Saturday 22 September 2018

Trial, Meet Error: The Story of a Pharmacy Regular

“Why isn’t this medication working?” me in 2002.

“Why isn’t this medication working?” me in 2018.

When the university nurse first prodded me to consider medication, I hesitated before eventually relenting. My reasoning: While this little white pill may not be my salvation, it surely can’t hurt.

Or can it?

Over the past 16 years, my medication history is longer than a typical Catholic wedding. A is for Abilify, B is for Buspar, C is for Clonazepam…and, well, you get the idea.

Medication, I naively hoped, would be a cure-all — a foolproof remedy for intrusive, tormenting thoughts. And while medication has, at times, lowered the volume on my depressive radio, it has come with its own set of challenges.  

Speaking from firsthand experience — now 16 years and counting, medications have potent and, at times, debilitating side effects. From complaining about grogginess to bouts of irritability to general apathy, my panicked emails to my dedicated health care team bear this out. Pinpointing the right medication is trial and error — in my case, a 16-year trial replete with lots of errors (and lethargy and grogginess and irritability).

When I first accepted the shiny white pill, at the university nurse’s gentle insistence, I had no idea I had just signed up for a 16-year medication joyride. In my naïveté, there was an implicit assumption — “just give the medication six weeks and life will suddenly become unicorns, rainbows, and free Beyonce concerts.”

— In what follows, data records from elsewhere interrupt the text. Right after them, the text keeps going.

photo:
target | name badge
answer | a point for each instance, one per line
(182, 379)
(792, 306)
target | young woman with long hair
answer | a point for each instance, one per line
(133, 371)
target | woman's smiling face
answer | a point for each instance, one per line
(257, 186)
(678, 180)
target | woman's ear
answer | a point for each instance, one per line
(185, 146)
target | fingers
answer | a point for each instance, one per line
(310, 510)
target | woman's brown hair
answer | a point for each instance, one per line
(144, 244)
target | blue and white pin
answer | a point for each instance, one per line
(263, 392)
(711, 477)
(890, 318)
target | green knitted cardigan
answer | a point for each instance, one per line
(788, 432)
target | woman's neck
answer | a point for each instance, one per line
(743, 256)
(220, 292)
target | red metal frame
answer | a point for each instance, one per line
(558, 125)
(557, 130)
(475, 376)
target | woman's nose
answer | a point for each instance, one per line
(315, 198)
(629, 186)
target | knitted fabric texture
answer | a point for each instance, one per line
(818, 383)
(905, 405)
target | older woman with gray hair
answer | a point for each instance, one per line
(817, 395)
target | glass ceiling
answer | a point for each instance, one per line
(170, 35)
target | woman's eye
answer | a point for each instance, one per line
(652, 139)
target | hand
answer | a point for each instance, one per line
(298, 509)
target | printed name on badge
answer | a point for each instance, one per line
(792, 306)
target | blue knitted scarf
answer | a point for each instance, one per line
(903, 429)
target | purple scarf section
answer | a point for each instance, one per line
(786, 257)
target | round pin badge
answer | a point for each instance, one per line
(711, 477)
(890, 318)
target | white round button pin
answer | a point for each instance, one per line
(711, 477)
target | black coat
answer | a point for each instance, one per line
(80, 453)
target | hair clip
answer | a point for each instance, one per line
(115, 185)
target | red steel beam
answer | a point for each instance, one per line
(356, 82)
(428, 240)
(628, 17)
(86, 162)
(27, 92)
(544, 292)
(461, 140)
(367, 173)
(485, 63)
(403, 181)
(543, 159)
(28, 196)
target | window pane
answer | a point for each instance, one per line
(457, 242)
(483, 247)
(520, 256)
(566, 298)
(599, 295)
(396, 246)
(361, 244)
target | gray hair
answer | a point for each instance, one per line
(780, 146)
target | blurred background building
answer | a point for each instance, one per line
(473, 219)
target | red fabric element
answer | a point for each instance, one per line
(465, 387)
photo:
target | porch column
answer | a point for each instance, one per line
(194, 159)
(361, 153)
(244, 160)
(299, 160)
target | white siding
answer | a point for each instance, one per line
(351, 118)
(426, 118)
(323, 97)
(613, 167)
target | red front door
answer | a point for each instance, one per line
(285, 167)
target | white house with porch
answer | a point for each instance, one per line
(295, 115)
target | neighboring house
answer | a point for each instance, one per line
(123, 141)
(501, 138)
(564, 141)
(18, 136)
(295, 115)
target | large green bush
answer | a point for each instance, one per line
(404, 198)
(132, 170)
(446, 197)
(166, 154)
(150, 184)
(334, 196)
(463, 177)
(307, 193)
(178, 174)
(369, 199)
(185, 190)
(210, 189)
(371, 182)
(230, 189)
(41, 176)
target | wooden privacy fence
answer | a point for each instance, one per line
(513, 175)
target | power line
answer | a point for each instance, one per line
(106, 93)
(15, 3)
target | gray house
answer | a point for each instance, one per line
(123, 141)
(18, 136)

Forget unicorns and a resplendent Beyonce sashaying in her yellow dress, I will take six weeks without a panic-stricken email to my dedicated health care provider (thank you, Dr. Neumaier, for your endless patience).

More than lamenting my own trials and tribulations, though, this article is intended for “Prozac Nation” — the millions of Americans seeking magic in a pill bottle as we shuffle from one supposed elixir to another. I understand the frustration — even despair — because I have lived it: the dry mouth, the racing heartbeat, the mental grogginess.  

After 16 years wandering in the (medication) desert, I believe I am inching closer to a long(er)-term solution. Knock on proverbial wood — or that Bartell’s counter that I have visited all too frequently. While Wellbutrin is far from perfect — and, yes, my mood vacillates more than Tesla stock — it is has provided a level of clarity and creativity. After years of medications numbing my mood, feelings, and, in some respects, life enjoyment, there is a level of comfort to know that there is a medication that, you know, actually works.

An estimated 40 million Americans now take a psychiatric drug; these drugs are as much of an American institution as the 9 to 5 and Thanksgiving family feuds. Despite prescription drugs’ ubiquity, however, their effects are deeply personal, even idiosyncratic (notwithstanding your health care professional’s calming reassurances that “you will feel better in no time”). For some, Prozac Nation may be an accurate title. For others, including yours truly, Wellbutrin World is a more fitting descriptor. One unmistakable lesson (and revelation) during my 16 years of medication cat and mouse: the best prescription may be, well, another prescription.